The FAIR Data Principles where published in 2016 by a consortium of organisations and researchers who not only wanted to enhance the reusability of datasets, but also related facets such as tools, workflows and algorithms. The principles developed addressed four key aspects of making data Finable, Accessible, Interoperable and Reusable (FAIR).
- Findable – Data and metadata should be easily discoverable by both humans and machines through the use of standard identification mechanisms.
- Accessible – Once found, data should be easy to download and use either locally or in a trusted digital research environment. The hosting repository should also have plans in place to keep metadata accessible even in the event of the data itself no longer being available.
- Interoperable – Utilise standard vocabularies and ontologies in order to ensure the data can be easily mapped and combined with other datasets. This, along with the ability to transform data into standardised formats like FHIR, enables sharing between various scientific disciplines and organisations.
- Reusable – Data and metadata should be richly described with the least restrictive licenses, allowing it to be easily reused in future research. Integration with other data sources should be easy, facilitated by proper citations and descriptions. The standard identification of items improves data provenance and allows researchers to not only re-use data, but to identify how aspects of it may be reproduced in their own research. The specific principles and criteria are as follows:
To be Findable:
- F1. (meta)data are assigned a globally unique and eternally persistent identifier.
- F2. data are described with rich metadata.
- F3. (meta)data are registered or indexed in a searchable resource.
- F4. metadata specify the data identifier.
To be Accessible:
- A1 (meta)data are retrievable by their identifier using a standardized communications protocol.
- A1.1 the protocol is open, free, and universally implementable.
- A1.2 the protocol allows for an authentication and authorization procedure, where necessary.
- A2 metadata are accessible, even when the data are no longer available.
To be Interoperable:
- I1. (meta)data use a formal, accessible, shared, and broadly applicable language for knowledge representation.
- I2. (meta)data use vocabularies that follow FAIR principles.

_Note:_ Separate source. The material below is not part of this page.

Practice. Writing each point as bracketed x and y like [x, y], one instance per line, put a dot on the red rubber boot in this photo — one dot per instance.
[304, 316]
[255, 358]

- I3. (meta)data include < to other (meta)data.
To be Reusable:
- R1. meta(data) have a plurality of accurate and relevant attribute.

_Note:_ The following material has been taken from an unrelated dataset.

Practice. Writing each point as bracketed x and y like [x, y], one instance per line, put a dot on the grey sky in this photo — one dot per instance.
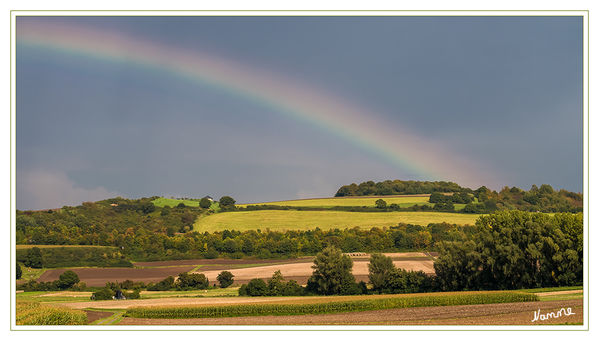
[504, 91]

- R1.1. (meta)data are released with a clear and accessible data usage license.
- R1.2. (meta)data are associated with their provenance.
- R1.3. (meta)data meet domain-relevant community standard.
Why FAIR Data?
There is a great need for improved data management and stewardship required across all disciplines, particularly as data quality and volume have increased significantly in recent years. The FAIR Data Principles provide guidelines on how to achieve this however there are specific benefits to organisations and researchers.
Benefits to Researchers
- Researchers can focus on adding value by interpreting the data rather than searching, collecting or re-creating existing data. Data scientists reported that this accounts for up to 80% of their working time.
- By knowing what data already exists, researchers can build upon existing work to further innovation and not spend effort duplicating existing work.
- Data can be unlocked that is typically held in remote silos to help further research.
- Increased return in terms of credit and citations.
- Easier to cross fertilise between disciplines.
Benefits to Organisations
- More efficient workforce with reduced time to impact.
- Maximises value of investments and reduced double-funding. Approximately €26.2 billion per year is wasted in the European Union by researchers and innovators not yet adopting FAIR data principles (source).
- Rigorous management and stewardship of digital resource helping researchers adhere to the expectations and requirements of their funding agencies.